Norma Jean Coon, excommunication, reconciliation, and the National Catholic Reporter
Fair Warning: You’re gonna think I’m making the first part up.
1. About a week and a half ago I was contacted by a writer for the NCRep and asked to respond to several questions on the Norma Jean Coon case. There followed the usual journalist “I’m on a tight deadline” plaint.
Now, the Coon case is obviously important, so I took time from a very busy schedule and prepared responses which I sent in promptly (within about 4 hours). I also offered to be available for any follow-up questions. And what happened?
Nothing.
For the second time this year, none of the careful replies on a news worthy topic that I prepared for the NCRep, at the NCRep’s request, made it into their article on the topic, even by way of token counterpoint to the NCRep editorial stance. And it’s not like the NCRep did not want to use e-mail responses, for at least two other e-mail responders were quoted at length in the story. So what exactly is going on?
Obviously, I don’t need the NCRep to get my views before the public, but I think readers of the NCRep need to know that, yet again, qualified information on a story was made available to the NCRep, at its request, and that again the NCRep chose not to share any of that information with their readers.
Well, I don't plan to waste my time again.
2. The NCRep story reports as a fact that Coon is excommunicated. As I stated in my interview, however, I am not at all convinced that is true.
This is what I told the NCRep:
Assuming the substantial accuracy and completeness of the information publicly available on this case, all Coon needed to do to effect her reconciliation was to make a good sacramental Confession. She almost certainly was not excommunicated for her deed, but not because the Church has any doubts about the gravity of her act. Quite simply, Coon’s actions fell in a gap that existed at the time between two canons.
On the one hand, Canon 1378, as it applied when Coon underwent her ‘ordination’ in July of 2007, did not criminalize the simulation of holy Orders, let alone did it impose an automatic excommunication for such simulation. The automatic excommunication for the attempted ordination of women that canon law knows today did not go into effect until May 2008, some ten months after Coon’s deed.

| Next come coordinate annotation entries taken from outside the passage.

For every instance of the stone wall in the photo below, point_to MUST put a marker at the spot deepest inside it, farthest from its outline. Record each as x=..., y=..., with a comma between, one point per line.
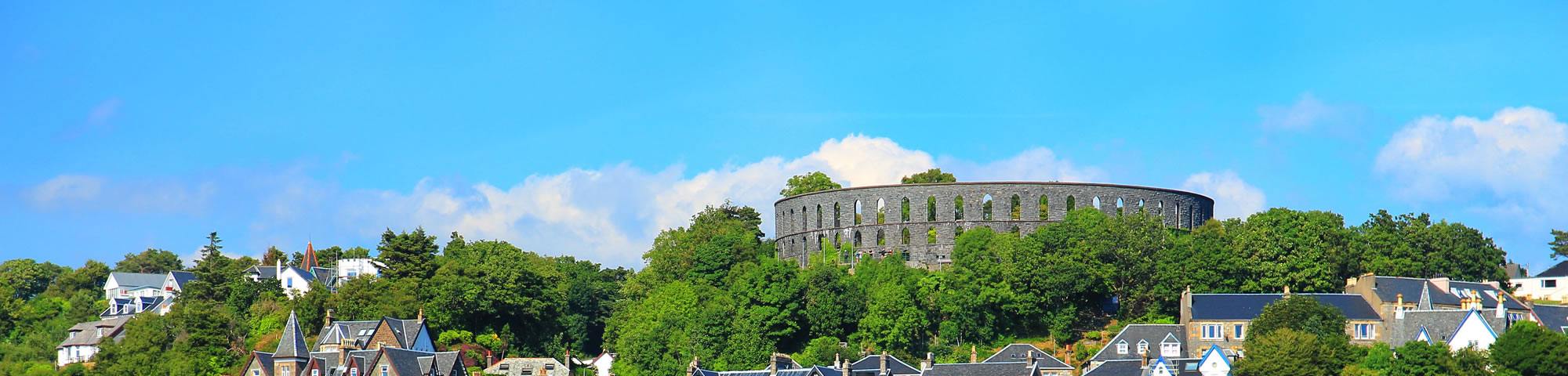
x=802, y=222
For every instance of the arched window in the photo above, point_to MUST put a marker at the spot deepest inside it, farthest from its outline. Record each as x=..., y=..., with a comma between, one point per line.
x=882, y=212
x=858, y=212
x=985, y=209
x=904, y=211
x=931, y=209
x=837, y=215
x=959, y=208
x=1017, y=209
x=1045, y=208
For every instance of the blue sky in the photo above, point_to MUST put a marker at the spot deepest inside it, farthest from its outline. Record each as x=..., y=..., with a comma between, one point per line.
x=584, y=129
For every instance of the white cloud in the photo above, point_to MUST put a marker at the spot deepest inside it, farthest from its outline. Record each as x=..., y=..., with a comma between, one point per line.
x=1517, y=154
x=1233, y=198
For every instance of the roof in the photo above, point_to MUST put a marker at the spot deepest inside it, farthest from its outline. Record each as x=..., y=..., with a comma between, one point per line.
x=137, y=280
x=1117, y=369
x=89, y=334
x=1561, y=270
x=292, y=342
x=1155, y=334
x=1440, y=325
x=1552, y=317
x=984, y=369
x=874, y=364
x=181, y=278
x=1250, y=306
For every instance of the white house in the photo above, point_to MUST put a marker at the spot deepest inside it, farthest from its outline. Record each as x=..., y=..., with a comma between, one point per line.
x=132, y=286
x=1550, y=286
x=84, y=339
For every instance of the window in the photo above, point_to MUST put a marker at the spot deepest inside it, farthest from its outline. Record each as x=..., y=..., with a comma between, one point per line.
x=1367, y=331
x=1211, y=331
x=1171, y=350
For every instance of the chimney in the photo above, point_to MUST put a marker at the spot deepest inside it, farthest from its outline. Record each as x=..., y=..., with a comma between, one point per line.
x=882, y=369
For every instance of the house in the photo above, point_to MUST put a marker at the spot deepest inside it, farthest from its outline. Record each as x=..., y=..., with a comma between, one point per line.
x=84, y=341
x=1547, y=286
x=1222, y=320
x=1139, y=341
x=1459, y=328
x=134, y=286
x=1436, y=294
x=387, y=347
x=529, y=367
x=779, y=366
x=601, y=363
x=1552, y=317
x=1017, y=360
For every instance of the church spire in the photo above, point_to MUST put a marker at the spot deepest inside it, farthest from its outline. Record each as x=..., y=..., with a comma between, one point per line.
x=310, y=258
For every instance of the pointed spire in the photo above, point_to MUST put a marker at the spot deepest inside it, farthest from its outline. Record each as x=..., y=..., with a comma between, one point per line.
x=292, y=342
x=310, y=258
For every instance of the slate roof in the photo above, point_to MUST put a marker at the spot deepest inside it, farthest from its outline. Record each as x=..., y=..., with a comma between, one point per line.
x=1119, y=369
x=1552, y=317
x=181, y=278
x=1250, y=306
x=984, y=369
x=137, y=280
x=873, y=364
x=1155, y=334
x=89, y=334
x=1561, y=270
x=292, y=342
x=1440, y=325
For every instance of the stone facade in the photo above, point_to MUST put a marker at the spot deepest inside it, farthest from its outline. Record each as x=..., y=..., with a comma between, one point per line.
x=805, y=220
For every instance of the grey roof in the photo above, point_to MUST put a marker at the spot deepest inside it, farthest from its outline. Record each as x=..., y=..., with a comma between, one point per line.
x=1250, y=306
x=1561, y=270
x=873, y=364
x=292, y=342
x=984, y=369
x=137, y=280
x=181, y=278
x=264, y=272
x=1553, y=317
x=1155, y=334
x=89, y=334
x=1119, y=369
x=1440, y=325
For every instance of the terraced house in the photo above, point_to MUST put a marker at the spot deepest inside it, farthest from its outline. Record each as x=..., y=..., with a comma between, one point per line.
x=385, y=347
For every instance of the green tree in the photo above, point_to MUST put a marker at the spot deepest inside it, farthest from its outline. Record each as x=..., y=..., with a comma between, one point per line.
x=931, y=176
x=1287, y=352
x=808, y=184
x=1415, y=247
x=1528, y=349
x=151, y=261
x=408, y=255
x=1559, y=244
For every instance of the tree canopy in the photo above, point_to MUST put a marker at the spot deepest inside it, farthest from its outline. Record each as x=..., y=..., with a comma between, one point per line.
x=808, y=184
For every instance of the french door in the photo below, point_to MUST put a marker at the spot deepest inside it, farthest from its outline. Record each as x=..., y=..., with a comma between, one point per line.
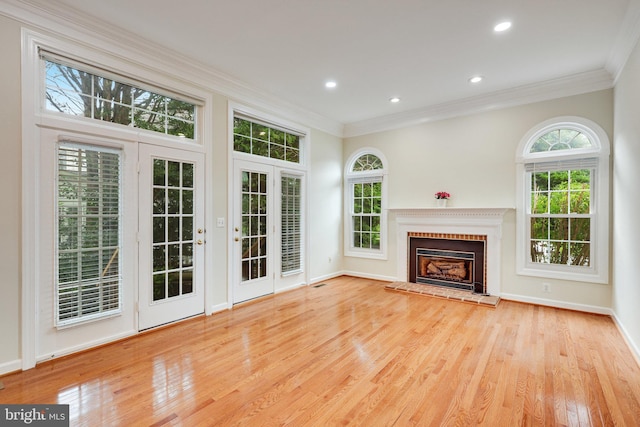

On the other hand, Canon 1379, which would support ‘a just penalty’ for simulating holy Orders, can only be applied in a formal judicial or administrative process, and I know of no such process having been invoked against Coon. So unless Coon had been specifically precepted in this case, either against seeking ordination in the first place or failing to repudiate it within a certain period (as then Cdl. Ratzinger ordered in 2002 in regard to seven women who had been ‘ordained’ on the Danube River), or unless there was a formal administrative or judicial penal process convoked against her later, Coon was not excommunicated. And, if one is not excommunicated, a good sacramental Confession suffices to bring any one back into peace with the Church.
I think it’s an interesting question, and the NCRep story does not suggest that they found anything to preempt my analysis. So my question, at this point anyway, still stands: was Coon ever excommunicated? I do not think so.
3. Surfing the blogosphere on the Coon story, I am seeing several other questions being raised, at least some which I also addressed for the NCRep, thus:
Norma Jean Coon’s “Renunciation of Ordination” is a remarkable document.
The essence of reconciliation, whether we are talking moral theology or canon law, is repentance of wrong-doing. There is no doubt in my mind that Coon has manifested repentance of her actions.
Even some of the mistakes in her document suggest that her desire for reconciliation is sincere. For example, she refers to her ‘ordination’ as “illegitimate”, a term that in canon law means “illicit.” Of course, the attempted ordination of a woman is not just “illicit”, it is utterly null and of no moment whatsoever in the sacramental order. In this regard, the attempted ordination of women differs radically from, say, the schismatic ordination of four bishops by Abp. Marcel Lefebvre in 1988. While both actions will result in excommunication, the former will not result in a “cleric”, while the second admittedly would.
Also, Coon expresses regret for having read the Gospel at Mass (I would not know whether what she was present at would have really been a Mass) and indeed, such action is reserved to a cleric (and so a violation of c. 767), but she also apologizes for having distributed Communion (again, I wouldn’t know whether it really was Communion), but in any case, distribution of Communion is not reserved to clerics (c. 910). Small slips like this suggest to me that Coon writes from the heart, and not from a canon lawyer’s notepad.
Maybe it’s just me, but I think these, too, are interesting points and would have been of interest to many others following this story. Apparently, though, people will have to look for such points some place other than the National Catholic Reporter.